16 de março de 2017

Reflexões sobre interpretação de texto

Com a "quase" universalização das redes sociais, muitos daqueles que não utilizavam a leitura de textos no cotidiano estão experimentando a mágica pela primeira vez. E não deve ser fácil. A leitura que, antes, era uma simples decodificação para grande parcela da população, na verdade, exige muito mais. Não basta juntar sílabas, o universo dos textos exige bagagem, reflexão, associação de ideias, porque, caso todo esse arsenal intelectual não seja utilizado, a falta de sentido continuará imperando.

Prova disso foi uma conversa que tive com a moça que faz faxina no meu apartamento. O diálogo demonstrou quanto uma análise pode ser superficial, se estamos afeitos apenas às aparências ao ler qualquer suporte. Nossa conversa versou sobre As aventuras de Pi, um filme intenso, repleto de carga emocional, inundado por metáforas e que nos impõe diversas inferências.

Para a moça, a marca do filme, em resumo, foi quando o tigre, personagem que representava o próprio Pi, saiu sem despedida, depois de um longo período de convivência em que tentavam se relacionar pacificamente.

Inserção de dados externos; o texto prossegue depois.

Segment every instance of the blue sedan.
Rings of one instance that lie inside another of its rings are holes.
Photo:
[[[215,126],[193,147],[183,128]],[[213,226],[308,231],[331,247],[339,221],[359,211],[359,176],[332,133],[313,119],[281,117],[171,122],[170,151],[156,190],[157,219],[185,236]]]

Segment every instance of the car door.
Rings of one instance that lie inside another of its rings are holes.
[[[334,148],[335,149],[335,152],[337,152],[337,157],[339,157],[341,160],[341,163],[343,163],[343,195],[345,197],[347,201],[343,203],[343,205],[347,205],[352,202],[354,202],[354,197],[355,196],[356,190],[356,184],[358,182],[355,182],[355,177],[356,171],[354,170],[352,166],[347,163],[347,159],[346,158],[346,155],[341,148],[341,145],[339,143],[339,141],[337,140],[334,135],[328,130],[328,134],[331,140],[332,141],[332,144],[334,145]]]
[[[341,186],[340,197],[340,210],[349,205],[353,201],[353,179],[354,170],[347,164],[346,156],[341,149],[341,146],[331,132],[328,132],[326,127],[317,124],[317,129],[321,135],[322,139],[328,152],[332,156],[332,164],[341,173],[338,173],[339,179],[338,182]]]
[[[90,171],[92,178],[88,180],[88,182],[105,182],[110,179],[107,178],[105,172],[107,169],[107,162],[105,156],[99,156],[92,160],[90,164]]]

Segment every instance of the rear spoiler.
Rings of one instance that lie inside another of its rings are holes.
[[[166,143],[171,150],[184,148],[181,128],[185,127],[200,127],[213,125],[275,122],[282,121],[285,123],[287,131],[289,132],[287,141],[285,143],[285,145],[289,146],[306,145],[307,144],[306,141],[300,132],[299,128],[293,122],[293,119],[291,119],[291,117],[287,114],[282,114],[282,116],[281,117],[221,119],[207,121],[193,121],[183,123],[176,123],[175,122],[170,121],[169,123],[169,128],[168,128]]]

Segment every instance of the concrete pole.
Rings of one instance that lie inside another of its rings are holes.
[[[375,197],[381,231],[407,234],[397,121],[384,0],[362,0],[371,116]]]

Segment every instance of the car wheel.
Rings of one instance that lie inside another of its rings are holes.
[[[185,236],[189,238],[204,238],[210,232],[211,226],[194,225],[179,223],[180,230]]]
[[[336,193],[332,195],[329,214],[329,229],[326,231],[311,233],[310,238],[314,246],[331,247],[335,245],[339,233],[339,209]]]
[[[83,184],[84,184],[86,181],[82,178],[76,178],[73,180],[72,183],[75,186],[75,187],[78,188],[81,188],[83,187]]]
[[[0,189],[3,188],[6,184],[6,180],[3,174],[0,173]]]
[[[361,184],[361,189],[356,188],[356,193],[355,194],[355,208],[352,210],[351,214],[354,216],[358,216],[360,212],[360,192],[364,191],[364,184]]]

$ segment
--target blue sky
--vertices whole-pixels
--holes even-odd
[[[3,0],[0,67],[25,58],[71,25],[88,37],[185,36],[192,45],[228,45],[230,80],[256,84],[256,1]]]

O menino, que era e o menino que passou a ser, dialogava durante todo o filme, aprendendo a sobreviver ao outro, que deixou de ser. Os personagens foram descritos por meio de magnífica parábola, densa e ao mesmo tempo sutil, explicada pelo próprio personagem, já adulto, a um escritor que o procurou para um livro que gostaria de publicar com a história de Pi.

- O tigre nem pra se despedir! - me disse a moça decepcionada com o filme.

Ainda tentei explicar o que estava por trás da narrativa. Ela riu e disse que eu viajei. Tentou demover a "viagem" da minha cabeça, porque tudo era tão simples! Ela nada havia visto do que eu lhe explicava...

Nesse contexto, observo outras tantas interpretações simplistas de tantos outros estreantes no ambiente das redes sociais, meio em que ideias políticas, filosóficas, religiosas e de várias naturezas são disseminadas junto a notícias falsas e inúmeras tentativas de enganar as pessoas envolvidas pela primeira vez no mundo das palavras. E quando essas pessoas não foram adequadamente preparadas para receber todo tipo de informação, porque não tiveram uma educação de qualidade, com o objetivo de tirá-las das trevas da falta de informação, a ignorância apenas se mantém, emoldurada por falsos certificados.

Isso ilustra apenas que muitos aprenderam a "ler", mas continuam sendo massa de manobra.